Tag: transformation

  • Stop Asking What AI Can Do

    Stop Asking What AI Can Do

    Most people ask the wrong question about AI.

    “What can AI do for me?”

    That’s like hiring someone and then asking what skills they happen to have. Nobody competent works that way.

    You start with the job. You define what you need. You break the work down. Then you hire for that. And once you hire, you train. You give context. You correct. You refine.

    AI is no different.

    Look at your actual day. Status updates. Follow-ups. Notes. Deck edits. Repeating yourself in different formats. Break that chaos into the smallest possible tasks and hand them off.

    AI doesn’t need inspiration. It needs instructions. And a bit of training. The clearer you are about how you work, the more useful it becomes.

    Used this way, it’s not a replacement. It’s leverage. It doesn’t change who you are. It just gives you more surface area to operate.

    Stop admiring the tool. Start assigning it work.

    #midnightmusings from the trenches of delivery.

  • Ruthless Simplicity. Relentless Execution.

    Ruthless Simplicity. Relentless Execution.

    Most delivery problems don’t start with technology. They start with process drift.

    Over time, organizations quietly accumulate layers – another tracker, another template, another governance step added after a crisis. None of it feels unreasonable in the moment. But eventually delivery teams spend more time navigating process than delivering outcomes.

    At some point, someone has to ask: Is this actually helping?

    Recently, our COO Arun Chandra framed operational excellence around three principles – Ruthless Simplicity, Crystal Clear Accountability, and Relentless Execution.

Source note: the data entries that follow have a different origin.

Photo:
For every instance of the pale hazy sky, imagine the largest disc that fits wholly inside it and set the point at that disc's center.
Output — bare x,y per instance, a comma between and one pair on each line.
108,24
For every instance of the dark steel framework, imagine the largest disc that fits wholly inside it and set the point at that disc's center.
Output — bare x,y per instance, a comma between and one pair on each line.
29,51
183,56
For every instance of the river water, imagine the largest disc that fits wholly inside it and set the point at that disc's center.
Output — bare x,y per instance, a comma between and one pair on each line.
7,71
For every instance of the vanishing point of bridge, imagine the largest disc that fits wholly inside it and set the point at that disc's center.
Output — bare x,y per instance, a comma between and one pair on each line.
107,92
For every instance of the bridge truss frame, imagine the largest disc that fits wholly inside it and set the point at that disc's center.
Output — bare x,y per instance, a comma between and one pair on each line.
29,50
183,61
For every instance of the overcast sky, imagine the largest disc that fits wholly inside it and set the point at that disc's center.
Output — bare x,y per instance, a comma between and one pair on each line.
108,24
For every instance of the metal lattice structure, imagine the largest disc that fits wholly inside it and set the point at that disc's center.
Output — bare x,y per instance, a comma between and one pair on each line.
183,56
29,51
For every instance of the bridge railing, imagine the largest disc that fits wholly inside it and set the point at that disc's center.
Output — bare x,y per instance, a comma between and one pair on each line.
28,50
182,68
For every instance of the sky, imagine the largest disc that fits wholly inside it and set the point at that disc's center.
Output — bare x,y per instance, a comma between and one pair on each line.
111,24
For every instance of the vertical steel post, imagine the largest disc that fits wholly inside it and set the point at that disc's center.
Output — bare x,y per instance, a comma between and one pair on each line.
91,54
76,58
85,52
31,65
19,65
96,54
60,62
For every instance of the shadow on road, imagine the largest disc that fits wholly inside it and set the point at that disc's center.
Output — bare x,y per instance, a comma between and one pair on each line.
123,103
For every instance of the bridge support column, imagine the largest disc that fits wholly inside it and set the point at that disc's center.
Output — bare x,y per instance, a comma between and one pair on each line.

    Simple words. Hard in practice.

    Because Simplicity forces you to remove things. Accountability forces you to name owners. Execution forces you to stop admiring frameworks and start delivering.

    As part of our #AIFirst initiative, we redesigned the NICE Actimize XSE delivery governance model.

    Instead of adding reporting layers, we introduced an AI-driven governance layer across the delivery lifecycle – analyzing signals from risks, timelines, and project updates to surface issues early.

    In practice, it meant collapsing multiple trackers into a single lifecycle model and letting AI highlight emerging risks before they become escalations.

    The goal isn’t more governance.

    It’s better visibility with less friction.

    #Midnightmusings from the trenches of delivery.